In 1979, the Star Trek renaissance was in full force with the release of Star Trek: The Motion Picture. Milton Bradley wanted to capitalize with some Hollywood synergy for their new Microvision console so they made a point to procure the rights to use the Star Trek name for a shooter style game they had created called Phaser Strike.
As one might expect from a handheld game released in 1979, Phaser Strike is a simplistic shooter where your phaser cannon must shoot at moving targets along the upper half of the screen by pressing one of three directional buttons. Pressing the left button moves your cannon to the left hand side of the screen where you then shoot diagonally towards the upper right side of the screen. Pressing the right button moves your cannon to the right hand side of the screen where you then shoot diagonally towards the upper left side of the screen. Pressing the middle button sets your cannon in the middle of the screen where you shoot directly above you. The knob on the system itself is not used for this game.
In an effort to provide variety and difficulty levels for the player, you can select the size of your targets to either all be 4, 3, 2, or 1 blocks in length or you can select C for changeable, which means the targets will vary in size, keeping you on your toes. You can also select the speed of the targets as either fast, slow or changeable, which also provides variability. Finally, you can select the number of targets to shoot at each round by selecting 1-9 and the actual number of targets you must destroy is your selected number multiplied by 10.
After playing Phaser Strike for awhile, I quickly discerned that you can make it much more difficult than it needs to be by constantly go back and forth between the three locations on the screen.
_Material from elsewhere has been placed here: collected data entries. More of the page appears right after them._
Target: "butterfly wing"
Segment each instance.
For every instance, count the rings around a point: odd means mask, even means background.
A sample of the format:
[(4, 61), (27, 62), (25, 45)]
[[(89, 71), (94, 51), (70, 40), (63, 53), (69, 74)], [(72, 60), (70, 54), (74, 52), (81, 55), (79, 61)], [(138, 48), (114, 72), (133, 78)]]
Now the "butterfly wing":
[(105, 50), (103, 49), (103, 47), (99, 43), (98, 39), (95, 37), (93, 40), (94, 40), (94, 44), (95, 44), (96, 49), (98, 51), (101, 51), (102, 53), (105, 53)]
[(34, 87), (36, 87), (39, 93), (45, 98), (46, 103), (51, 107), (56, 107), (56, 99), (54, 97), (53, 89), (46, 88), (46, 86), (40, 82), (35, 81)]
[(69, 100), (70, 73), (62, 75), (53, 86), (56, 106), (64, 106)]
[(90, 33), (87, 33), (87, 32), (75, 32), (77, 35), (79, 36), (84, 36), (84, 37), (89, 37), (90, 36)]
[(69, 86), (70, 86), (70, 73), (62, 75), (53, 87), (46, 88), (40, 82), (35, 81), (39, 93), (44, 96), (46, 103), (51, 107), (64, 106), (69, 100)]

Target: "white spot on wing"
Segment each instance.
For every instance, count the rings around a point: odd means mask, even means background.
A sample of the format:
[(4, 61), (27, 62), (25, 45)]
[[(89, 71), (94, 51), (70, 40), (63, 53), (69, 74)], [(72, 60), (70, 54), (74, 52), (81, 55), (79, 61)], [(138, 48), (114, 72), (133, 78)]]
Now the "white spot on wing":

Utilizing this strategy, similar to Atlantis, will keep you perpetually confused as to where you are relative to the targets and your timing will be off. The small size of the Microvision screen doesn’t allow for mistakes to be corrected so you basically have one shot at each target and that’s it. In some cases you may get two shots off if you selected the slow speed, but that’s only if your reflexes are quicker than the targets. The strategy I use for racking up points is to stay put in the middle position on the screen and attack the targets consistently from this vantage point. Since the height of the targets vary, you have to quickly determine when to hit the button in order to reach the proper height as it passes over your cannon while also considering the length of the ship and room for error you have with each one. By eliminating the variable of your position, you can solely focus on this aspect of aiming & shooting and you’ll likely see a vast improvement in your score as a result.
In all, Star Trek Phaser Strike is a decent time waster of a game that mostly succeeds regardless of the franchise tag it was saddled with. I believe the license to use the Star Trek name eventually expired, leaving the game with the name Phaser Strike, which has no bearing on the gameplay itself, cosmetically or otherwise.